Former trade minister calls for cuts to public pay and pensions

2 Oct 09
Former trade minister and CBI director general Lord Digby Jones said cuts had to be made in public sector pay and pensions
By Paul Gosling

2 October 2009

Former trade minister and CBI director general Lord Digby Jones said cuts had to be made in public sector pay and pensions.

He warned delegates at CIPFA’s Northern Ireland conference that failure to address the growing gap between public and private sector rewards would create social tension.

‘We are heading towards an apartheid,’ said Jones. ‘If we are not careful we are going to get an ever-decreasing private sector to pay the tax in order to have an inefficient public sector.

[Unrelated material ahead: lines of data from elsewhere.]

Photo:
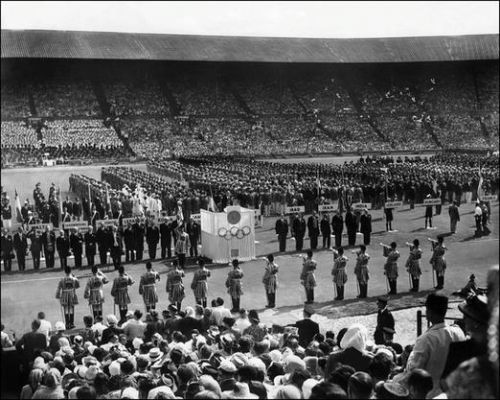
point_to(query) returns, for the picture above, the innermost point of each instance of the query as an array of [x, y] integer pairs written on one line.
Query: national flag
[[17, 201]]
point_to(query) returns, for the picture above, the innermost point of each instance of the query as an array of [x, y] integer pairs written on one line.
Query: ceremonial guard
[[313, 229], [49, 246], [120, 292], [76, 244], [21, 247], [63, 246], [339, 274], [391, 266], [361, 271], [233, 284], [147, 287], [326, 232], [93, 291], [282, 232], [182, 246], [366, 226], [175, 287], [270, 281], [90, 246], [66, 293], [338, 227], [438, 261], [307, 278], [413, 264], [199, 284]]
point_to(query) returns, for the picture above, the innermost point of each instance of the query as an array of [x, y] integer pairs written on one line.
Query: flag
[[19, 216]]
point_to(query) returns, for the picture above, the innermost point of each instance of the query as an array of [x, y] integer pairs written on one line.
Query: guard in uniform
[[270, 281], [66, 293], [175, 287], [120, 292], [361, 271], [413, 264], [282, 232], [147, 287], [391, 266], [76, 243], [233, 284], [93, 291], [438, 261], [307, 278], [90, 246], [339, 274], [199, 284]]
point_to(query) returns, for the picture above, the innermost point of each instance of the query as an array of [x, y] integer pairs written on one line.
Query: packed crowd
[[209, 352]]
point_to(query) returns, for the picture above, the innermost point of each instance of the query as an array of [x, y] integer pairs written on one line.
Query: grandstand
[[171, 95]]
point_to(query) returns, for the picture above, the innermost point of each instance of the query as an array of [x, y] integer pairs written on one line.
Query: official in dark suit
[[20, 246], [365, 222], [384, 319], [313, 229], [338, 227], [282, 232], [326, 231], [307, 328]]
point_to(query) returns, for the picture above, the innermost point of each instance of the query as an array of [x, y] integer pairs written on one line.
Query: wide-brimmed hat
[[476, 308]]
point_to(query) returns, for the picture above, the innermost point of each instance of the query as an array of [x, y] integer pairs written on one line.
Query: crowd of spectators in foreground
[[211, 353]]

‘What will happen, fundamentally, is
that it will come apart and we will get social division, which is not going to be very pleasant.’

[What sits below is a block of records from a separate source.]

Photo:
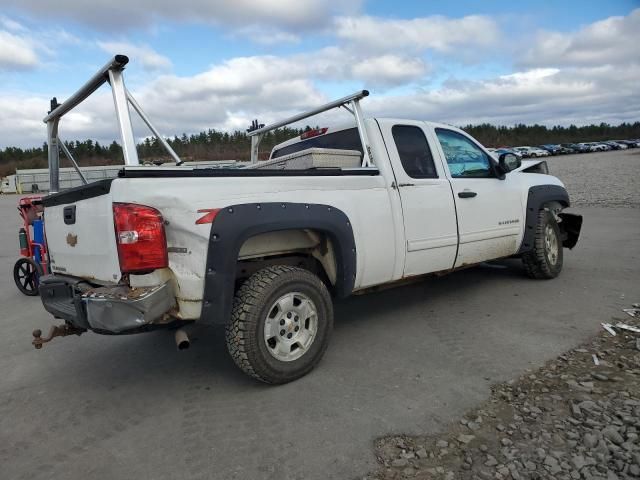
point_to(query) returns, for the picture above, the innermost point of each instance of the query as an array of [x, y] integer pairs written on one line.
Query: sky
[[200, 64]]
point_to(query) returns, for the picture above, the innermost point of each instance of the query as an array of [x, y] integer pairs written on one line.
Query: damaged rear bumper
[[113, 309]]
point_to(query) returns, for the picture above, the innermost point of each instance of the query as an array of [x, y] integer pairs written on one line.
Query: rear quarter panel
[[364, 199]]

Jones said that the traditional argument for better public sector pensions was that pay lagged behind that of the private sector – but median public sector pay was now £700 a year higher than in the private sector.

‘The public sector has caught up. So where is the logic for them to have a significantly better pension, which the private sector has to pay for?’ Jones asked. ‘It can’t go on. We can’t afford it.’

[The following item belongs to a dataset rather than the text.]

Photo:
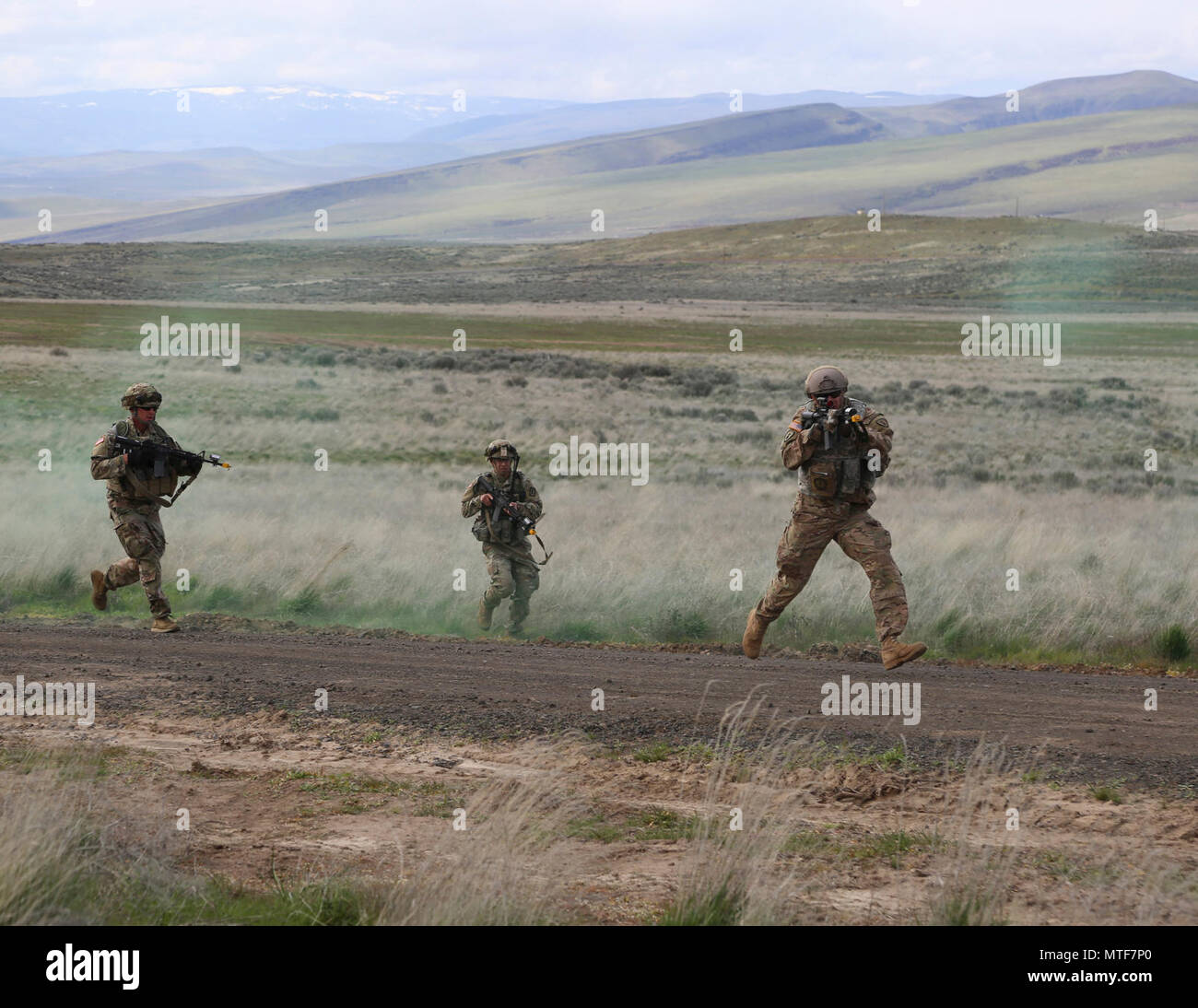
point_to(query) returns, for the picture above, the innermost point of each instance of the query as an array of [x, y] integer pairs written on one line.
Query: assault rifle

Jones praised the improvement programmes implemented by local government. ‘I think the change in local authorities in Great Britain has been fabulous,’ he said.

Jones added that the forthcoming rationalisation of district councils in Northern Ireland should be recognised as an opportunity to create a single back-office service for all the councils.

‘The problem with that is that lots and lots of jobs go in the back office. But that is how you save money.’

Another opportunity for large cost savings would be achieved by reducing the number of MPs, added Jones. The large number of MPs reflected the time when they had to travel to their constituencies by horse and carriage.

‘We are still running Westminster in the way we did 150 years ago. We have a structure of government that is not fit for the twenty-first century.

‘The system of delivery needs to fundamentally change,’ he added.